May 7, 2013 in Business

Keyboard Cat’s creator files infringement lawsuit

Suit claims ‘Scribblenauts’ game uses his trademarked feline
By The Spokesman-Review

Fatso the Keyboard Cat, an Internet sensation thanks to the music video Charlie Schmidt recorded in 1986 in Spokane, is now at the center of a lawsuit alleging that Warner Bros. misappropriated his image.
(Full-size photo)

Fatso is back in court again.

Fatso, the keyboard-tickling cat used by Spokane graphic artist Charlie Schmidt in the 1985 video “Keyboard Cat,” is at the center of a recent lawsuit filed by Schmidt against the companies behind a popular video game.

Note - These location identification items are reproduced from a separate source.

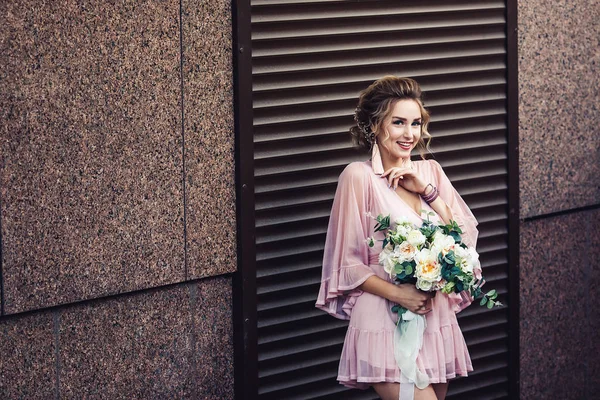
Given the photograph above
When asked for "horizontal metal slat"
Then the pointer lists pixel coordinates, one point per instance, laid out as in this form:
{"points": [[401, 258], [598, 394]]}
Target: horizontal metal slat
{"points": [[486, 104], [307, 95], [283, 11], [298, 348], [357, 59], [294, 365], [339, 159], [333, 44], [384, 24], [366, 75]]}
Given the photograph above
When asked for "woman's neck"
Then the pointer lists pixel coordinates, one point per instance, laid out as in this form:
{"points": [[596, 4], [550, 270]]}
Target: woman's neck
{"points": [[398, 162]]}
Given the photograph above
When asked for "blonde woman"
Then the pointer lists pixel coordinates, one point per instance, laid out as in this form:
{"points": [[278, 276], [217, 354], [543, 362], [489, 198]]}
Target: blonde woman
{"points": [[391, 121]]}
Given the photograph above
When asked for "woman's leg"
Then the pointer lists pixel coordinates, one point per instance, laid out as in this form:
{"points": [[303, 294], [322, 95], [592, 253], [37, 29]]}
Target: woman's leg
{"points": [[391, 391], [440, 390]]}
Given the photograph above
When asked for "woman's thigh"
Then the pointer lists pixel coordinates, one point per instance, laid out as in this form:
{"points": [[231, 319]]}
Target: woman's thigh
{"points": [[390, 391]]}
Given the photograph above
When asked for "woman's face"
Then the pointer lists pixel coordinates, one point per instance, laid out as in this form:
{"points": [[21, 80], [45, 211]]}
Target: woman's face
{"points": [[404, 129]]}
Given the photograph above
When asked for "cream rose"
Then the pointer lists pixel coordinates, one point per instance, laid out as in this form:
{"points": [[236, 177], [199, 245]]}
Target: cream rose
{"points": [[442, 243], [405, 252], [416, 238], [428, 268]]}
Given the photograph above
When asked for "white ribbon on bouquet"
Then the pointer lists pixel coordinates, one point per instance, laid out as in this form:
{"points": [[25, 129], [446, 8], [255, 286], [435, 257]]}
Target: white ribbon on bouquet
{"points": [[408, 339]]}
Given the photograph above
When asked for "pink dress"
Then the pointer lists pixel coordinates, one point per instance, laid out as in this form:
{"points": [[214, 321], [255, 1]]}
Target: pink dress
{"points": [[367, 355]]}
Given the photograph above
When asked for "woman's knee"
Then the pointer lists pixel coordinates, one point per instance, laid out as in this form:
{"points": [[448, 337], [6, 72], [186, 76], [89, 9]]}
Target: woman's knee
{"points": [[391, 391]]}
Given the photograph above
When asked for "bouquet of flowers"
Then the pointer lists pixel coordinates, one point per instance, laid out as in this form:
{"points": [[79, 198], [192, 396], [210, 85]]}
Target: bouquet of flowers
{"points": [[433, 257]]}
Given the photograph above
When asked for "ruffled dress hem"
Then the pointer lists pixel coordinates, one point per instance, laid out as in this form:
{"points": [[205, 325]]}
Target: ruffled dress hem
{"points": [[364, 383], [367, 357]]}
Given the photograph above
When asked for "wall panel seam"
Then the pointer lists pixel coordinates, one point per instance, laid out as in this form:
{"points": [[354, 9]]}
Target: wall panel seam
{"points": [[183, 170]]}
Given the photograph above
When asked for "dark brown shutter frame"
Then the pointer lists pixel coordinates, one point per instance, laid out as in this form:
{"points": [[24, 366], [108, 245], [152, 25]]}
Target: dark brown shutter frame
{"points": [[309, 61]]}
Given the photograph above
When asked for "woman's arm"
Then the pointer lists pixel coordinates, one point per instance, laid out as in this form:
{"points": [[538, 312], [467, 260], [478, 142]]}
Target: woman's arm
{"points": [[440, 207], [407, 295]]}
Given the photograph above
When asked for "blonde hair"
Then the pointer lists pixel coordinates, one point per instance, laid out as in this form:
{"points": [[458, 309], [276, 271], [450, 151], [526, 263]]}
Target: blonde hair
{"points": [[375, 105]]}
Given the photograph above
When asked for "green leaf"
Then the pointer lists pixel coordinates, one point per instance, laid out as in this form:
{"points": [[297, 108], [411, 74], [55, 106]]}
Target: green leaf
{"points": [[455, 236]]}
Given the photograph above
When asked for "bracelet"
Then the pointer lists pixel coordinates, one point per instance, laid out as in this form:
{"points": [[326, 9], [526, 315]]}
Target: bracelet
{"points": [[425, 190], [430, 198]]}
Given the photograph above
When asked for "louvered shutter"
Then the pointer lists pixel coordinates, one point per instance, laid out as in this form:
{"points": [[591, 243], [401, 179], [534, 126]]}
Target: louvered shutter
{"points": [[309, 61]]}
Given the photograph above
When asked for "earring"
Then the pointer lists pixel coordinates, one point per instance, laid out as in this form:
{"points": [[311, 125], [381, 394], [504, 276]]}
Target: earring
{"points": [[376, 159]]}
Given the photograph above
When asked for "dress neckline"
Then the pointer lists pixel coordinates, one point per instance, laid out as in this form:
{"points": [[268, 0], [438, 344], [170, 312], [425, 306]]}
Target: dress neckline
{"points": [[396, 195]]}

Filed in federal court in Los Angeles, the lawsuit says Warner Bros. and Fifth Cell Media used cartoon representations of Fatso without permission in their video game “Scribblenauts.” Schmidt is claiming copyright and trademark infringement.

The suit also alleges the two companies misused images of Nyan Cat, another popular Web-based figure created by Texas artist Chris Torres.

Possible damages would be established at trial.

Attempts to reach Warner Bros. and Fifth Cell were unsuccessful.

Schmidt last year signed a settlement with a Chicago T-shirt company that used Keyboard Cat images on shirts sold on the Internet. The amount of the settlement was not disclosed and the company ceased to use the image.

In the original homemade video, Fatso wore a small shirt and seemed to play an electronic keyboard with its paws. A version of the video was uploaded on the Internet years later and soon became wildly popular.

Fatso died in 2000, but Schmidt has licensed the Keyboard Cat image and trademark. Licensing is managed by employee Ben Lashes, the son of Spokesman-Review columnist Doug Clark.

Schmidt said he learned about the “Scribblenauts” usage from people who played the game. When the first version was released in 2009, gamers sent emails to Schmidt thanking him for adding Fatso, he said.

Schmidt first registered a copyright of his Keyboard Cat creation in 2010. Warner Bros. continued to use Schmidt’s protected cat in later versions of “Scribblenauts,” right up through the latest edition released in 2012, attorney Steve Rothschild said.

That sequence of dates allows Schmidt to seek not only actual damages, but also statutory damages, enhanced damages and attorneys’ fees, Rothschild said.

What’s notable in this case, Rothschild added, is the reversal of usual roles.